Author Topic: How does ECC memory work?  (Read 3229 times)

0 Members and 1 Guest are viewing this topic.

Offline ZbigTopic starter

  • Frequent Contributor
  • **
  • Posts: 927
  • Country: pl
How does ECC memory work?
« on: December 09, 2021, 10:09:49 pm »
I understand the notion of parity in the context of digital data storage. I understand how RAID works and how XOR operation  is used to restore a piece of binary data when a known part of it is missing or corrupted. I understand that ECC memory, in great simplification, could be called a “RAID with parity for RAM” where for each word there is a redundant bit dedicated to parity. I get how you are able to detect single-bit flips using that. What I don’t understand is how ECC DIMM is able to recover original information where the position of the offending bit is not known. RAID made of hard disks - easy: you know which HDD has gone up in smoke or reported uncorrectable read errors to the host. But RAM? “It says here there should be even number of ones and I see odd number: hmm, probably a rouge neutrino flipped a bit somewhere”. How do do you go from there and actually restore the original value? How could you be sure it’s only a single bit that’s affected? I don’t get it and after trying to find some information online I always read “by using sophisticated algorithms” that tells me the authors are none the wiser.

EDITed to add:
I mean, I’m vaguely aware of terms like Reed-Solomon encoding, Virtebi algorithm or erasure codes but fail to see how any of these could be applied using just one extra bit per byte of actual information.
« Last Edit: December 09, 2021, 10:17:23 pm by Zbig »
 

Offline ataradov

  • Super Contributor
  • ***
  • Posts: 11782
  • Country: us
    • Personal site
Re: How does ECC memory work?
« Reply #1 on: December 09, 2021, 11:00:03 pm »
I'm not familiar with how modern PC SDRAM ECC works, but it is absolutely impossible to do this with one bit.  Typical ECC would use something like 8 bits for the correction code per 64 bits of data.

It is possible that SDRAM only exposes one bit (error/no error) so that controller could refresh that word.
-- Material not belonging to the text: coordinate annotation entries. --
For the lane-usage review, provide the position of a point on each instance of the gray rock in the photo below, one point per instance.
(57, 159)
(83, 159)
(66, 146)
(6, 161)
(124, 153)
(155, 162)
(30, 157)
Different code types specify how many additional bits are needed to detect and correct certain number of errors. There is no way to make it work with fewer bits.
Alex
 
The following users thanked this post: Zbig

Offline magic

  • Super Contributor
  • ***
  • Posts: 7252
  • Country: pl
Re: How does ECC memory work?
« Reply #2 on: December 10, 2021, 06:42:16 am »
Yep, common ECC memory is still 72 bits wide instead of 64, so that's where the redundant information hides.
 
The following users thanked this post: Zbig

Offline Daixiwen

  • Frequent Contributor
  • **
  • Posts: 367
  • Country: no
Re: How does ECC memory work?
« Reply #3 on: December 10, 2021, 08:17:52 am »
You are right that you can't have an error correction with just one bit of parity, you will need more than that.
What you have to take into account when using am error detection/correction code is the minimum hamming distance. This is the minimal number of bits that will be different between two valid codes.
Without any parity, the distance is 1, there is at least one bit that changes between two words. With a parity bit the distance becomes two, there will always be at least two bits that will be different between two valid codes. And other algorithms will have higher minimal hamming distance.
The minimal hamming distance will tell you how good the algorithm is to detect and correct errors. If the distance is high enough you can start correct bits, but for that you need to "sacrifice" some error detection.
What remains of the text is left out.